Quién iba a pensar que luego de la independencia definitiva de Antioquia del Rey Fernando VII en 1.820, volveríamos a estar en manos de reyezuelos a quienes sus delirios de grandeza les impiden comprender que ser funcionarios públicos no los convierten en monarcas, y por el contrario se deben a los ciudadanos, quienes son sus jefes y pagan su sueldos, y no sus súbditos que deben humillarse ante su paso ni saludarlos obligatoriamente.
El delirio de grandeza o megalomanía es un trastorno de la personalidad bien documentado en la historia, caracterizado en ocasiones por sujetos con problemas de bipolaridad y delirios de persecución, como el desquiciado Felipe V -quien vestía “camisas usadas antes por la reina” para evitar ser envenenado-, y que en octubre de 1.717 sufrió un ataque de histeria porque, según él, el sol lo estaba persiguiendo. Los delirios de grandeza también pueden darse en personas con complejo de inferioridad, que intentan resolver su mal aspirando a sentirse artificialmente importantes. ¿Y qué mejor forma que con un cargo público? Estos reyezuelos se obsesionan por ser reconocidos por todos y ser el centro de atención para sentirse seguros y satisfacer su complejo solar, que los hace creer que todos orbitan a su alrededor. Pero cuando no lo logran, cuando son ignorados por alguien que no tiene razón para haber desarrollado de forma natural, voluntaria y gratuita admiración y respeto, se enfadan e intentan desaparecer su frustración ordenando como la Reina de Corazones: “¡Que le corten la cabeza!”, o los contratos, al que se atrevió a no hacerle una reverencia.
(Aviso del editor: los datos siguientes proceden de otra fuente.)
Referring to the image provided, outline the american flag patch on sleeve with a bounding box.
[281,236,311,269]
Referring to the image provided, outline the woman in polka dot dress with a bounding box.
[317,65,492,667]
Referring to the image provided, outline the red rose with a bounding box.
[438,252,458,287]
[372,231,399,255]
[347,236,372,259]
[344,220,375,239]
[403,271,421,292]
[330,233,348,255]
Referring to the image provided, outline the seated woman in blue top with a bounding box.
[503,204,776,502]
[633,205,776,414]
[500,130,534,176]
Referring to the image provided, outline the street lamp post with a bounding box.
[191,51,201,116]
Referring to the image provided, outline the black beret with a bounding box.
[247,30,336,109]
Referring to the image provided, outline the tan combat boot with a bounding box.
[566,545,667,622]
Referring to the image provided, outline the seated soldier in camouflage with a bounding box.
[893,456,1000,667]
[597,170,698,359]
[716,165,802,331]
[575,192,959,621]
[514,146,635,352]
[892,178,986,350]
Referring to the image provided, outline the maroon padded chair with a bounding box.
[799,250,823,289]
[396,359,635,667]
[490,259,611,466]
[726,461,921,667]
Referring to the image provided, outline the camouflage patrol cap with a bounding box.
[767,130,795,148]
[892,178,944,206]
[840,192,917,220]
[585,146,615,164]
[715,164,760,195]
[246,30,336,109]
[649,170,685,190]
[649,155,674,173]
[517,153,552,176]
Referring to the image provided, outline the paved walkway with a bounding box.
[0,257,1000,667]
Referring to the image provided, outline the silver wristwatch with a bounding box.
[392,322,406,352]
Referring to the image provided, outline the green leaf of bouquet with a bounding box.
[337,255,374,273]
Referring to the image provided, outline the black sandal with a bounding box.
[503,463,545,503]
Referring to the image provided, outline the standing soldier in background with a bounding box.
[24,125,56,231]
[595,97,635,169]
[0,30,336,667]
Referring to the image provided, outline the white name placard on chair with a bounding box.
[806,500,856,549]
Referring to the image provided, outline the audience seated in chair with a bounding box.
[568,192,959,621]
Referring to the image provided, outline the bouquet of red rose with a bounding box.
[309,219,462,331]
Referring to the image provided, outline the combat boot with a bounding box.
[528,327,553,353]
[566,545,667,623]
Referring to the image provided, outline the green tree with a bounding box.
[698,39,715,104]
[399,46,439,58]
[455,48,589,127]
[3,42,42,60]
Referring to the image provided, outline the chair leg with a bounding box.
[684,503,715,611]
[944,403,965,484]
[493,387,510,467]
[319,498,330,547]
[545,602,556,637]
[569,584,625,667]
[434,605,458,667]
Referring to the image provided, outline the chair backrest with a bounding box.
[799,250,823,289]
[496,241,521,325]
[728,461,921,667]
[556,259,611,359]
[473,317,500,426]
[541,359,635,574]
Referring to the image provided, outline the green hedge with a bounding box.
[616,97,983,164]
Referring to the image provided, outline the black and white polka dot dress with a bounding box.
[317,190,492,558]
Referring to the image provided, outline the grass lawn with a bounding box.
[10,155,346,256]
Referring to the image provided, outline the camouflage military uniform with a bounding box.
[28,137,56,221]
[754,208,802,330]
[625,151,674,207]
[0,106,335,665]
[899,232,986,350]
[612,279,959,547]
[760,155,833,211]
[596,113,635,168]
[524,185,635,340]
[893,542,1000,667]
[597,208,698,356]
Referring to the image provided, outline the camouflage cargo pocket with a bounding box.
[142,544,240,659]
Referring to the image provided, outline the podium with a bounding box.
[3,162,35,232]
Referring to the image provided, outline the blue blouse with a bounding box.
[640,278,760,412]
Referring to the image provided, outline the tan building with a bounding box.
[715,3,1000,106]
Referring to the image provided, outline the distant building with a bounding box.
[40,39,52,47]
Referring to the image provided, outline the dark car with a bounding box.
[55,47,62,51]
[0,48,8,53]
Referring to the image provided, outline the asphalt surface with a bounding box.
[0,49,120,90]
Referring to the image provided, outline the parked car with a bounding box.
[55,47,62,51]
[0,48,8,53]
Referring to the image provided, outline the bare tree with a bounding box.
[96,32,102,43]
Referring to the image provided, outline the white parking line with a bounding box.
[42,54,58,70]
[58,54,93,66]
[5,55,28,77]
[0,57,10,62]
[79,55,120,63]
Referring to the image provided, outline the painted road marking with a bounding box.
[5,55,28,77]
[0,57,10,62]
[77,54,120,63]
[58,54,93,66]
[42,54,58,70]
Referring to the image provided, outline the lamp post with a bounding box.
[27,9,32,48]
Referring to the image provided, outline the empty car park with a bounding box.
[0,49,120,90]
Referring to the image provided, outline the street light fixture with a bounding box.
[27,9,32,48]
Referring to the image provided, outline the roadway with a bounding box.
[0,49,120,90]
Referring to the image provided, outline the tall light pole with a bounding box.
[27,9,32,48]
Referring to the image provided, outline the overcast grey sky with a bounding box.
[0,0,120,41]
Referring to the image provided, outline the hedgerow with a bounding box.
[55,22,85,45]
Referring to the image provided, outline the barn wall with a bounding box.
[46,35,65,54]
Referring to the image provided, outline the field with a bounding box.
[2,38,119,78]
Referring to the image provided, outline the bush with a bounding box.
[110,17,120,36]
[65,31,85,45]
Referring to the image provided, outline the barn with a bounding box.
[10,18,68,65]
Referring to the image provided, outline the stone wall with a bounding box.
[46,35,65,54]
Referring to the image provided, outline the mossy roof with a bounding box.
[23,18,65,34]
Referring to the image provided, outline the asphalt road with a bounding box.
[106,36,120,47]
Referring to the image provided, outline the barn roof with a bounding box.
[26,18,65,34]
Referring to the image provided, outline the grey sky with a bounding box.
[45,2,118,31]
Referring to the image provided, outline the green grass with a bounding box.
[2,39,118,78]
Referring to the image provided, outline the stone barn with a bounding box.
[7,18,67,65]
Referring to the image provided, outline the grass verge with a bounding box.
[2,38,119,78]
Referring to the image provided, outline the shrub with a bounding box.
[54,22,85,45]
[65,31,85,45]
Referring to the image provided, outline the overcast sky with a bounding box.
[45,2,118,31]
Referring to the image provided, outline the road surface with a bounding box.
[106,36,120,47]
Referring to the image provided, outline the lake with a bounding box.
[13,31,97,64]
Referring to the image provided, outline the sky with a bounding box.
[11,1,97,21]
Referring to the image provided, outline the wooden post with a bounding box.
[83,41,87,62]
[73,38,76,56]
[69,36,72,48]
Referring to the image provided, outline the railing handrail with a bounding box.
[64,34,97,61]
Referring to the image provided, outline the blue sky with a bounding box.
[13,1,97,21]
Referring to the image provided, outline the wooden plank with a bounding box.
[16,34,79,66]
Es inaceptable ser gobernados por sujetos con delirios de “grandeza”, y menos cuando no la tienen ni la tendrán. Peligra una comunidad cuando es dirigida por un clon de Calígula, Napoleón III o del dictador Jean-Bédel Bokassa, quien luego de 10 años de haberse tomado el poder de la República Centroafricana en 1.966, en una napoleónica ceremonia que costó una tercera parte del PIB del país, con capa de armiño y bajo un trono de 12 metros de altura bañado en oro, se hizo coronar como “emperador” y debía ser saludado como tal.
El mejor tratamiento para este mal es una terapia de choque que despoje al caricaturesco “agrandado” del cargo que le otorga artificialmente la importancia que no posee y le hace ver a los demás desde una altura inexistente. En la democracia colombiana el medicamento se llama “revocatoria” y no necesita fórmula médica, solo responsabilidad de los ciudadanos.